Table of Contents

Class RandomForestRegression<T>

Namespace
AiDotNet.Regression
Assembly
AiDotNet.dll

Implements Random Forest Regression, an ensemble learning method that operates by constructing multiple decision trees during training and outputting the average prediction of the individual trees.

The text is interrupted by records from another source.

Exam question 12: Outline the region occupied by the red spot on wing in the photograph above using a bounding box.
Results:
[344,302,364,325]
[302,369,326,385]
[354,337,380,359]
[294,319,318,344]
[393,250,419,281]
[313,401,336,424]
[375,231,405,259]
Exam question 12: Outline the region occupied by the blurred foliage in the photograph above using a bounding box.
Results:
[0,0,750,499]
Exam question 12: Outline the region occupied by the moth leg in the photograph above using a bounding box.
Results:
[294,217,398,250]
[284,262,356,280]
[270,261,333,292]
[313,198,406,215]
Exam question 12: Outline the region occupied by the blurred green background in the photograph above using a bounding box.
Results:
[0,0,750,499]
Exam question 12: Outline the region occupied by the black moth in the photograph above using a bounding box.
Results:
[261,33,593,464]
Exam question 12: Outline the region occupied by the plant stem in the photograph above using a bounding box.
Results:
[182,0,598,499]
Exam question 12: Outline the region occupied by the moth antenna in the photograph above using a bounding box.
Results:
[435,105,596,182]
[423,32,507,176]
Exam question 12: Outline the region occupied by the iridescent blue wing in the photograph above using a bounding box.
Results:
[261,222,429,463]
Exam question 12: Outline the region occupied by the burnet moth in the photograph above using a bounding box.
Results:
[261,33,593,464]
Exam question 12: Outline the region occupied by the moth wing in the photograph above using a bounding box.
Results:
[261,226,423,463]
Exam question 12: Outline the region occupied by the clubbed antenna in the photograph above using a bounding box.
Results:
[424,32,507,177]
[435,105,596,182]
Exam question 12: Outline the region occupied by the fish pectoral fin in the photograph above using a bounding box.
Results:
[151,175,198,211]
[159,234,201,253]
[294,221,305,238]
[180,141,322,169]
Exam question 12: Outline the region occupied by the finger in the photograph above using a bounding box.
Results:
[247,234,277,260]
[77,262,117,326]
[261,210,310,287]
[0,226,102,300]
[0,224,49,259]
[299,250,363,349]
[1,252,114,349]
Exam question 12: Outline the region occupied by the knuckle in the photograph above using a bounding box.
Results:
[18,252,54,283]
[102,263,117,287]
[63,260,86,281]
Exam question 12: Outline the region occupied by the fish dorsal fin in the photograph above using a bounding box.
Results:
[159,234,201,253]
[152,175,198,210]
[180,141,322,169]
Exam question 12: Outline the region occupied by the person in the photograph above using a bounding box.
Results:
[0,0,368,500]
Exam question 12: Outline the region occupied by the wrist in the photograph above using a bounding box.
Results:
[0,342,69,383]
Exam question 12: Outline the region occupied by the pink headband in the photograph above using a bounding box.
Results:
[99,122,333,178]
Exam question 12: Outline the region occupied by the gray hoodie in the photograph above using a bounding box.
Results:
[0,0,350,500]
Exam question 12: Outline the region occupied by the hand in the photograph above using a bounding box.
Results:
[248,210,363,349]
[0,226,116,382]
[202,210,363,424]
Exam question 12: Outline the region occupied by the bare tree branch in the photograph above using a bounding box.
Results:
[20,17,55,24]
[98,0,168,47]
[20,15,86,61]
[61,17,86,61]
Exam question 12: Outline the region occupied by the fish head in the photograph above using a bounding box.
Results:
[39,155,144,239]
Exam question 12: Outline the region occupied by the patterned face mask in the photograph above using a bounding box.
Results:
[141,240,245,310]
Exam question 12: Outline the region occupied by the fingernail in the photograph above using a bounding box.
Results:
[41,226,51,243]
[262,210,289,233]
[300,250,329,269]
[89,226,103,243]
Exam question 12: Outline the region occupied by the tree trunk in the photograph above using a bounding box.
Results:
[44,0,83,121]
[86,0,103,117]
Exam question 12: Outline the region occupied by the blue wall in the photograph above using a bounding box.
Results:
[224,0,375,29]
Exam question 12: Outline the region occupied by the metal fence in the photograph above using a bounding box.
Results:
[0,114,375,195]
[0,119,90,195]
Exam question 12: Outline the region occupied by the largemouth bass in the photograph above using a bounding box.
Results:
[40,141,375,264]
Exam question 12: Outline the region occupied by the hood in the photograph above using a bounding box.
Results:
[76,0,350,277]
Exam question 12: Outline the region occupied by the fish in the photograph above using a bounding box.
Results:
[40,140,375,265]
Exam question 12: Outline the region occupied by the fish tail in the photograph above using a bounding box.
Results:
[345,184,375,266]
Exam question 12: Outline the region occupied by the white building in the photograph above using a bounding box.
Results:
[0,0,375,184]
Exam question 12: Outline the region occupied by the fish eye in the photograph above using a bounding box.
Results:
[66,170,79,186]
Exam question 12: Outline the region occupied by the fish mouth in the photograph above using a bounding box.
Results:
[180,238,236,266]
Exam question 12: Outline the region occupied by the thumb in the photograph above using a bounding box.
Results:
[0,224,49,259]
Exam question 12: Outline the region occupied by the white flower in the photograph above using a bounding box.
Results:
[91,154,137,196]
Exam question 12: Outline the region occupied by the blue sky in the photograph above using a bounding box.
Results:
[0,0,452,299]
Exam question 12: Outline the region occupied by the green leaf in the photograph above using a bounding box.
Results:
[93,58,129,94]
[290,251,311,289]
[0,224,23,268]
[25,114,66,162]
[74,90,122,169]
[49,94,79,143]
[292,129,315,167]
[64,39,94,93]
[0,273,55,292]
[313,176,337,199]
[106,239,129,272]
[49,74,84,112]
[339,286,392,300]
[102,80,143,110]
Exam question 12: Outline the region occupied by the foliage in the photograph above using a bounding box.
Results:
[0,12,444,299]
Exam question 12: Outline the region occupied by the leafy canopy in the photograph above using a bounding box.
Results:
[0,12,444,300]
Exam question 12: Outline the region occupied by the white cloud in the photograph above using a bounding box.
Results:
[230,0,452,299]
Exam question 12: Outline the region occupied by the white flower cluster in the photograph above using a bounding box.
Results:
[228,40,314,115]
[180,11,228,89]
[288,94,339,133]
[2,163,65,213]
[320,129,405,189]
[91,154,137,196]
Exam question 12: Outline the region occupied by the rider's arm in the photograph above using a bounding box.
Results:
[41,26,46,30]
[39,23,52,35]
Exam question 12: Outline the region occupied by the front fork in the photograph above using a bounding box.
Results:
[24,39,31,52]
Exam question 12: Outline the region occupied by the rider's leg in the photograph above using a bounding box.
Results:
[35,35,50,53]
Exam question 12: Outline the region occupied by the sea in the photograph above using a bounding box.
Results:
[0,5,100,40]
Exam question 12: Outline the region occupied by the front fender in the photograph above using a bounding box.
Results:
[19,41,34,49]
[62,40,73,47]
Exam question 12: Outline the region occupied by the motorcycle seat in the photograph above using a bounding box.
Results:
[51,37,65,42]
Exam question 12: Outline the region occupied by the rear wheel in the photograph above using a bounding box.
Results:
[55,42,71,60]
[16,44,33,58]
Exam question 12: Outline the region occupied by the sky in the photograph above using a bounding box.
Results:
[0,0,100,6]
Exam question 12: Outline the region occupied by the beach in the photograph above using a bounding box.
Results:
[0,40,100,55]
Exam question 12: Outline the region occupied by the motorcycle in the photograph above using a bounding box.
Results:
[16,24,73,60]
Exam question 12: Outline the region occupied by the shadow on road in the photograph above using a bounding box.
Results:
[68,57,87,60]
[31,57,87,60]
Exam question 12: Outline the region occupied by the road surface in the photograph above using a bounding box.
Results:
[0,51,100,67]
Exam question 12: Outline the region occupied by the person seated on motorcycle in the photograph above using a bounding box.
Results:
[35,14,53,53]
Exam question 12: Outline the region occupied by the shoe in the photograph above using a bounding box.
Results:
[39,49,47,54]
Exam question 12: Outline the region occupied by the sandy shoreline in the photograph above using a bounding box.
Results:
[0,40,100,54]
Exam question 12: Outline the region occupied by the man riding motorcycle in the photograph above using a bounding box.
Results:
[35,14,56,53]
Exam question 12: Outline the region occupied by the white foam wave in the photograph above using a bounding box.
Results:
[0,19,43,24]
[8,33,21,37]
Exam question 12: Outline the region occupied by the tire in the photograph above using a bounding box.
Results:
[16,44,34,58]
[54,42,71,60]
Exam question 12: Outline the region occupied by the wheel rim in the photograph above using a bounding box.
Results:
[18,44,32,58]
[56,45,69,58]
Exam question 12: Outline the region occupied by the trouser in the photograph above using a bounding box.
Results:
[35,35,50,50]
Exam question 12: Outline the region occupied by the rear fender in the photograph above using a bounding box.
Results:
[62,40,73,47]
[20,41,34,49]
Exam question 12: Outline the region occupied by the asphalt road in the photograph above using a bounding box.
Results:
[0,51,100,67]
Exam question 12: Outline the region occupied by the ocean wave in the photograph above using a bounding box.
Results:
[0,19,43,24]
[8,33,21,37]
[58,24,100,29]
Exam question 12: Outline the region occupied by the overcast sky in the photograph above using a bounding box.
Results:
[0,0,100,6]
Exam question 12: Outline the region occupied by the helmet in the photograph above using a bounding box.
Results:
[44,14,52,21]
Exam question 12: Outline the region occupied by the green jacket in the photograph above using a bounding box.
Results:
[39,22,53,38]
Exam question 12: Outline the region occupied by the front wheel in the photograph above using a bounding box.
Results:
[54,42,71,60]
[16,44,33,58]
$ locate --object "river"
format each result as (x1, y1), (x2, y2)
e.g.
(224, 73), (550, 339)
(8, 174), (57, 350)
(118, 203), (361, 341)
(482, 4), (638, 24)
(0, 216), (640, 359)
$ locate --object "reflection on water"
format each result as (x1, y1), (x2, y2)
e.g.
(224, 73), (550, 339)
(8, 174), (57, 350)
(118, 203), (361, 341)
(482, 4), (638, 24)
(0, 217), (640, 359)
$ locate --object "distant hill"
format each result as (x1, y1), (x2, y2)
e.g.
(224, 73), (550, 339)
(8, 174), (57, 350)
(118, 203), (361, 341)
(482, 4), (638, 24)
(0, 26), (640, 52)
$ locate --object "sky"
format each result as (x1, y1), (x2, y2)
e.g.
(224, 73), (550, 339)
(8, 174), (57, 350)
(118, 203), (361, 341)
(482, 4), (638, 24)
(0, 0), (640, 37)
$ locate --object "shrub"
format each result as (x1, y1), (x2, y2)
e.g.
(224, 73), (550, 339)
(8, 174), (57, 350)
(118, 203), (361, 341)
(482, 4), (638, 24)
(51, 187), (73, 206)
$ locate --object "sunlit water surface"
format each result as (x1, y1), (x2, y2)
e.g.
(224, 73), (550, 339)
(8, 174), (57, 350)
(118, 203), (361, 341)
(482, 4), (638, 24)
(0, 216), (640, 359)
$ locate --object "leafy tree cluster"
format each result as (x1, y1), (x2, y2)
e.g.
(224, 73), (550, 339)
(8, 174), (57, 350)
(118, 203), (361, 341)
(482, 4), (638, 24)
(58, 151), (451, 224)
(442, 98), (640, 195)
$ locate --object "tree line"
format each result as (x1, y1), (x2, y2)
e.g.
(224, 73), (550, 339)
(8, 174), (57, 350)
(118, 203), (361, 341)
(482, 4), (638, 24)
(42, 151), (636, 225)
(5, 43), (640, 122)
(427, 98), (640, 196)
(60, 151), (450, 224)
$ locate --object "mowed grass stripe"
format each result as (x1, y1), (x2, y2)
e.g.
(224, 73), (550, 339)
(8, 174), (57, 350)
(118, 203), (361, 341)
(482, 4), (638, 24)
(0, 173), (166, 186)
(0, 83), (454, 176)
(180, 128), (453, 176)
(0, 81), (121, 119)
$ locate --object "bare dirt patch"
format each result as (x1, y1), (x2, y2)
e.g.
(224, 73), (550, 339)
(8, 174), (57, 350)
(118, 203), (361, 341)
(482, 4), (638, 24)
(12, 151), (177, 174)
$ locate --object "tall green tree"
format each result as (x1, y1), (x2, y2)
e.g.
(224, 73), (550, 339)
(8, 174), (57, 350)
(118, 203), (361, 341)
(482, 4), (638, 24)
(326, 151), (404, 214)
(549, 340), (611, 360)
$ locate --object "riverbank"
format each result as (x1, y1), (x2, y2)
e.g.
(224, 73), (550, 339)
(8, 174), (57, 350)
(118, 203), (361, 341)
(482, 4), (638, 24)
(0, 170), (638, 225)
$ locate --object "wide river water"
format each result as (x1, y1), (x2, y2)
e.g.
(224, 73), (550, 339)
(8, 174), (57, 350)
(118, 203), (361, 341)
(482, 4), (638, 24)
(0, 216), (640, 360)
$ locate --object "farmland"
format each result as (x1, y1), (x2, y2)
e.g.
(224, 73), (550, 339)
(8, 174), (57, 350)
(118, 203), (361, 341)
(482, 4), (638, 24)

public class RandomForestRegression<T> : AsyncDecisionTreeRegressionBase<T>, IAsyncTreeBasedModel<T>, ITreeBasedRegression<T>, INonLinearRegression<T>, IRegression<T>, IFullModel<T, Matrix<T>, Vector<T>>, IModel<Matrix<T>, Vector<T>, ModelMetadata<T>>, IModelSerializer, ICheckpointableModel, IParameterizable<T, Matrix<T>, Vector<T>>, IFeatureAware, IFeatureImportance<T>, ICloneable<IFullModel<T, Matrix<T>, Vector<T>>>, IGradientComputable<T, Matrix<T>, Vector<T>>, IJitCompilable<T>

Type Parameters

T

The numeric data type used for calculations (e.g., float, double).

Inheritance
RandomForestRegression<T>
Implements
IFullModel<T, Matrix<T>, Vector<T>>
IModel<Matrix<T>, Vector<T>, ModelMetadata<T>>
IParameterizable<T, Matrix<T>, Vector<T>>
ICloneable<IFullModel<T, Matrix<T>, Vector<T>>>
IGradientComputable<T, Matrix<T>, Vector<T>>
Inherited Members
Extension Methods

Remarks

Random Forest Regression combines multiple decision trees to improve prediction accuracy and control overfitting. Each tree is trained on a bootstrap sample of the training data, and at each node, only a random subset of features is considered for splitting. The final prediction is the average of predictions from all trees.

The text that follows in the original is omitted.